For the PRESERVE trial, a total of 834 patients who continued to have moderately active RA despite using methotrexate – a traditional disease-modifying antirheumatic drug (DMARD) – were enrolled at 80 centers in Europe, Latin America, Asia and Australia. Each week for 36 weeks, they received full doses of etanercept (50 mg) plus methotrexate. At the end of that time period, 604 had achieved low disease activity and sustained it until the end of the 36 weeks. Those patients were then divided into three groups: For the next 52 weeks, a third continued taking the full dose of etanercept, a third were given 25 mg of etanercept, and a third got placebo. All patients continued taking methotrexate. Neither doctor nor patient knew which patients were assigned to which group.  

Low disease activity was defined as having a disease activity score (DAS28) ≤ 3.2; remission was defined as having DAS28 < 2.6. The DAS28 is calculated using the scores of certain blood tests and counting tender and swollen joints in 28 places.
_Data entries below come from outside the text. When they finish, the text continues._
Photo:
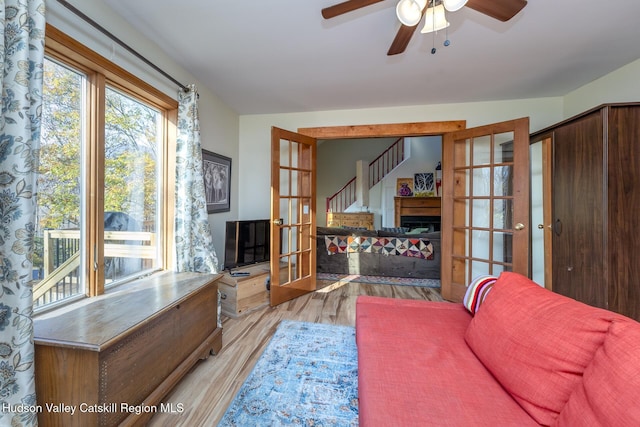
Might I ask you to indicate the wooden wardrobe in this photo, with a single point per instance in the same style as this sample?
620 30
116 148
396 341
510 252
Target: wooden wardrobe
595 181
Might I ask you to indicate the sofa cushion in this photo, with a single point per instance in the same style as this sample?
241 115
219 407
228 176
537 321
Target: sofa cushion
477 291
415 369
536 343
608 394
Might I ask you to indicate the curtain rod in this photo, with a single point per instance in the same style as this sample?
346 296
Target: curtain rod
104 31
At the end of the 52 weeks, the researchers found that 82.6 percent of those who took the full dose of etanercept continued to have low disease activity, compared with 79.1 percent of the half-dose group, and 42.6 percent of the placebo group.


 

“It is good news that a huge proportion of patients with moderate disease activity can attain low disease activity or remission,” says lead study author Josef S. Smolen, MD, chair of the division of rheumatology at the Medical University of Vienna in Austria. “It is also good news that a good response can be maintained over a prolonged period in so many patients and that this maintenance can be achieved also with a reduced dose of etanercept in a vast majority of patients.”

The more difficult result of the study is that if patients stopped taking etanercept, most did not do well. “The study’s key message is that people who are on a biologic drug like etanercept need to stay on it,” says Nathan Wei, MD, director of the Arthritis Treatment Center in Frederick, Md. “One thing not mentioned in the study is that if a patient is taken off a biologic and then [relapses], it is much more difficult to get her back into remission, although we don’t know why.”
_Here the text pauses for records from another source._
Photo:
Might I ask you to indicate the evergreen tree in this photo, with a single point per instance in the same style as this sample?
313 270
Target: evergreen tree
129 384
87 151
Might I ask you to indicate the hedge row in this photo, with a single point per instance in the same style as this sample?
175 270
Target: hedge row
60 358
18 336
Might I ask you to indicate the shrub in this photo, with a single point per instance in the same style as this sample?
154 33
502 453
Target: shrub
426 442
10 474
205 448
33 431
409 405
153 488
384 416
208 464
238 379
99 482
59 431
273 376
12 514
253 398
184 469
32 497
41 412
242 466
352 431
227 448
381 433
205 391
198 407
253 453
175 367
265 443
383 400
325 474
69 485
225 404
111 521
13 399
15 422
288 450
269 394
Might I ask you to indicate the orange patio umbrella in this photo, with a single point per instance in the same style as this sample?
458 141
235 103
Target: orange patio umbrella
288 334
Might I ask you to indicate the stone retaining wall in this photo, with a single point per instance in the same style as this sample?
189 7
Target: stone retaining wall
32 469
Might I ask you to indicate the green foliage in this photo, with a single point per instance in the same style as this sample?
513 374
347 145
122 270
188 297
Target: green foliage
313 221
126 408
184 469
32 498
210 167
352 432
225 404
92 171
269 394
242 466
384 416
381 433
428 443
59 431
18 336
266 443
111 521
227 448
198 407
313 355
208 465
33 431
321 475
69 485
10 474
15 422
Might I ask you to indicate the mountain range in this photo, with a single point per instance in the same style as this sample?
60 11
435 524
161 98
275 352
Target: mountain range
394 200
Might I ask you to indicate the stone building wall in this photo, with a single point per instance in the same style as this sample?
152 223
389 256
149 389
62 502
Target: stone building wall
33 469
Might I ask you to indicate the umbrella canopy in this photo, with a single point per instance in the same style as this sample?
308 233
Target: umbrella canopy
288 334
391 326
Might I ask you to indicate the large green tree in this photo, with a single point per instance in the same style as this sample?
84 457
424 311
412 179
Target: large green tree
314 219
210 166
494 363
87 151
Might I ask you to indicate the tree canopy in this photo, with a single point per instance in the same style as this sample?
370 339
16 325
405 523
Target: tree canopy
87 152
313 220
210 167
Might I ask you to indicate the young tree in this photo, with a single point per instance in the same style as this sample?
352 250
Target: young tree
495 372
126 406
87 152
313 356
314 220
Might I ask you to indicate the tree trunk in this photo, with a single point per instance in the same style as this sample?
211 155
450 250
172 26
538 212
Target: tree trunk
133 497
Also unclear from the study is who might do best on half a dose or even off the drug. “We are working on this aspect,” says Dr. Smolen. “Low disease activity may be a sufficiently good state for dose reduction. But the longer someone is in remission the better.” 
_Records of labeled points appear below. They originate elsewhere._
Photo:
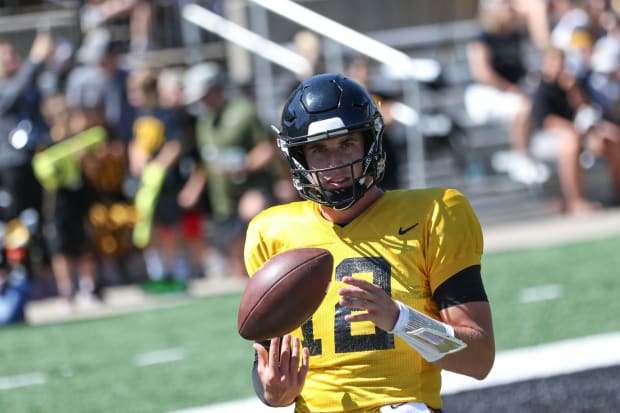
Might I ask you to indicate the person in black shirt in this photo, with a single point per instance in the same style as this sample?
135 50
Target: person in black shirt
561 108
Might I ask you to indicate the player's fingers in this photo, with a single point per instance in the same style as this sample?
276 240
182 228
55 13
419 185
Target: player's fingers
263 357
285 353
274 352
305 364
295 353
360 283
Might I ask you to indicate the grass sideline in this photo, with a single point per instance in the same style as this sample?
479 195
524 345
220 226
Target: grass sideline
191 355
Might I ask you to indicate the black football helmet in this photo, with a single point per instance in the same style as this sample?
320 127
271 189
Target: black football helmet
324 107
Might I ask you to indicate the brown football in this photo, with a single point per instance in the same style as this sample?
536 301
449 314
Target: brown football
284 293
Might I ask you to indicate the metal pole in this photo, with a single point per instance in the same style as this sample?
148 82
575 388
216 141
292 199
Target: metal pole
263 72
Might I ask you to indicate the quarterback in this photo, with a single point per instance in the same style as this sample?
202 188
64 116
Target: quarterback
407 297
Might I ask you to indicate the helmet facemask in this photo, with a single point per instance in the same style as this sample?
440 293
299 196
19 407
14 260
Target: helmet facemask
308 182
324 107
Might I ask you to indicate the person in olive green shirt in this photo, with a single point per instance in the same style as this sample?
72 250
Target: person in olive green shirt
238 159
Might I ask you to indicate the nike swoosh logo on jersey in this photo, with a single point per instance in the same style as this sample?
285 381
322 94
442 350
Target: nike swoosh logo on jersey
402 230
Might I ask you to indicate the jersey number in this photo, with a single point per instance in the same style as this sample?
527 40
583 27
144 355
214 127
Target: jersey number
344 341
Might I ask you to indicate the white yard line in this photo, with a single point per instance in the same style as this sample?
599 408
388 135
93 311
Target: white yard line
540 293
22 380
546 360
158 357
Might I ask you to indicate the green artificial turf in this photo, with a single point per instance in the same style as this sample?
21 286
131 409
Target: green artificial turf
89 366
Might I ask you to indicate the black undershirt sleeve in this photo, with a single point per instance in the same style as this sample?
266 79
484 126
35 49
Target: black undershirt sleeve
463 287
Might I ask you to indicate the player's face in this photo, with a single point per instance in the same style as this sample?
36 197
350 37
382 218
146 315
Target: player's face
335 157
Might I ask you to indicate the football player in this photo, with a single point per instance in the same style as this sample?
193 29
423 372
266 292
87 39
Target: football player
407 297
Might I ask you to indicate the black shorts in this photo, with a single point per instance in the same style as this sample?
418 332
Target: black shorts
69 233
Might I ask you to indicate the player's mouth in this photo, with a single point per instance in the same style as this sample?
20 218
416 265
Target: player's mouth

“That’s the next challenge,” says Dr. Ruderman. “Some people who stopped etanercept did OK. The big question in rheumatology is: Who are the right people to take off a biologic? Are there biologic markers for that?” He notes that if someone appears to be doing well but still shows signs of joint damage, he or she should not be taken off a biologic.

One observation researchers have made is that the longer the low disease activity or remission, the better a patient will do without biologics. “If someone is in remission for six months or more, they are stable, but [whether being stable] beyond six months makes a difference, we don’t know,” says Dr. Ruderman. And technically remission doesn’t mean someone has absolutely no disease. “You can meet the criteria for remission and still have one swollen joint,” he says.

Other lingering questions: Will patients on half a dose of etanercept still show joint changes on X-rays or have other RA complications? “We don’t have those answers,” says Dr. Ruderman. “And we don’t know if lowering the dose also lowers the risk” of infection that all biologics carry, he says.

Dr. Wei says patients have legitimate reasons to want to cut back on etanercept. “Some patients may have been on the medication for a long time and want to stop. And sometimes it’s an insurance issue: A patient may have switched companies, and the new insurance won’t pay for that biologic,” he says. 

Although the study suggests good news for those who do want to lower their doses of biologic medications, Dr. Ruderman warns that it’s premature to celebrate. “The study should not drive insurance policy yet. It is premature to think that cutting the dose of etanercept is for everyone until we can predict who will do well on half a dose only,” he says. “And we don’t know who will be doing just as well at five years as they were at one year. The study doesn’t give us that information.”